This is a follow up to last week’s post, MinnCAN coming to the IASC area…
Nathan Bergstedt Herald Review
A couple schools in Itasca County received a visit on Wednesday, Sept. 18, from the state-wide educational organization MinnCAN because of their continuing efforts to close the achievement gap. King Elementary in Deer River and the Reading and Math Academy (RAMA) at Robert J. Elkington Middle School in Grand Rapids both hosted MinnCAN Executive Director Daniel Sellers, who came to Itasca County in order to meet face-to-face with some of the people who work on the ground level of public education, as opposed to just reading the testing stats.
“We decided if we’re going to go visit schools around the state, let’s go to the schools that are doing something right and learn from them,” said Sellers. “As we go back this spring to advocate to the legislature, our goal is to bring stories, lessons, and ideas back from greater Minnesota.”
MinnCAN began in 2011 with a primary focus on metro area schools. The organization’s scope has since widened to take on the entire state. This is the first year it has conducted a tour of schools throughout greater Minnesota.
MinnCAN’s “Road To Success” tour includes 11 different stops around the state, including Cloquet, Brainerd, Fergus Falls, Bemidji, Detroit Lakes, Redwood Falls, Marshall, Cottage Grove, Northfield, and Mounds View/New Brighton. There are a total of 16 schools which are being recognized on the tour, which are standing out because of the work that has been done to encourage and assist the demographics of students who have historically under-performed academically, such as Native American, Latino, low-income families, and students for whom English is a second language. King Elementary made the list because of the exceptional work done with Native American students, many of whom also are low-income.
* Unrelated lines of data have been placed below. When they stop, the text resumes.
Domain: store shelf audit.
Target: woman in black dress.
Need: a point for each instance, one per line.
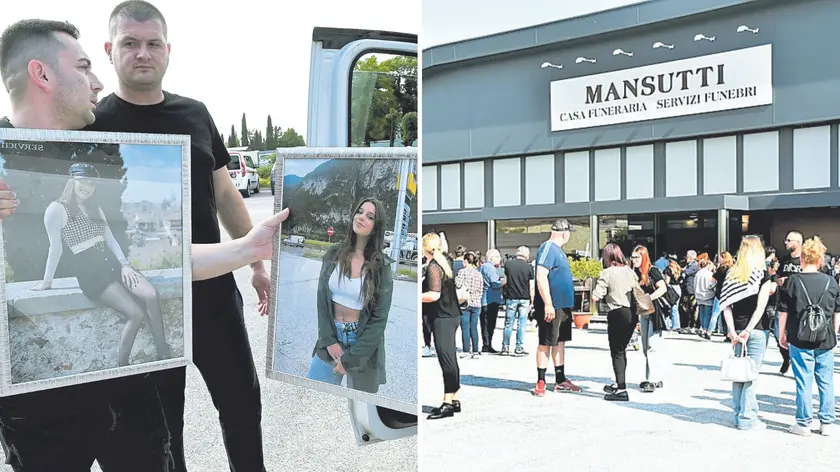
(441, 300)
(76, 222)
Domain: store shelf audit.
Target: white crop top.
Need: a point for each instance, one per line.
(348, 292)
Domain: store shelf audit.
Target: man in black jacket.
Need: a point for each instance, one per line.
(117, 422)
(139, 51)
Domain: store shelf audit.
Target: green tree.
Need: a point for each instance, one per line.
(270, 137)
(245, 141)
(290, 138)
(256, 140)
(233, 141)
(408, 128)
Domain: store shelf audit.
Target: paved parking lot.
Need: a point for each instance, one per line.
(302, 430)
(686, 426)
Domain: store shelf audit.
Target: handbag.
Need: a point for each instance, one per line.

Though the tour has only just begun, with the visit to Itasca County being only the second stop after Cloquet, Sellers said that he’s already noticing some similarities between issues that metro schools and rural schools face, namely having to figure out ways to close the achievement gap between low-income students and their higher-income counterparts. He added that one of the reasons schools like King have managed to stand out amongst the rest is because of strong-leadership from the top down.
“At the schools that I’ve visited, I was impressed with the aligned vision, the commitment to student achievement, and the willingness to address the achievement gap head on,” said Sellers.
One thing that King Elementary Principal Amy Galatz said she hopes to see come out of this visit as far as the state legislature is concerned is more funding for early childhood education. She, in part, credits King’s success on their continued focus on early childhood programming.
“When you look at achievement gap data, one of the top pieces of research time and time again is that early childhood makes a difference in closing the achievement gap,” said Galatz.
Following the visit on Wednesday, Seller said that a couple unifying concerns amongst school districts that he’s seen is the need for the state to quit changing the standards goals when it comes to state testing, as well as there being a desire to have more local control over how resources are allocated. State and federal funding often comes with caveats in order to maintain accountability in how funds are spent, which often translates into programs which cost more than the dollars can afford. This results in concerns on the local level on how some of the needed programming can be sustained. This, said Sellers, will be one of the things MinnCAN will be bringing to the legislature in the spring.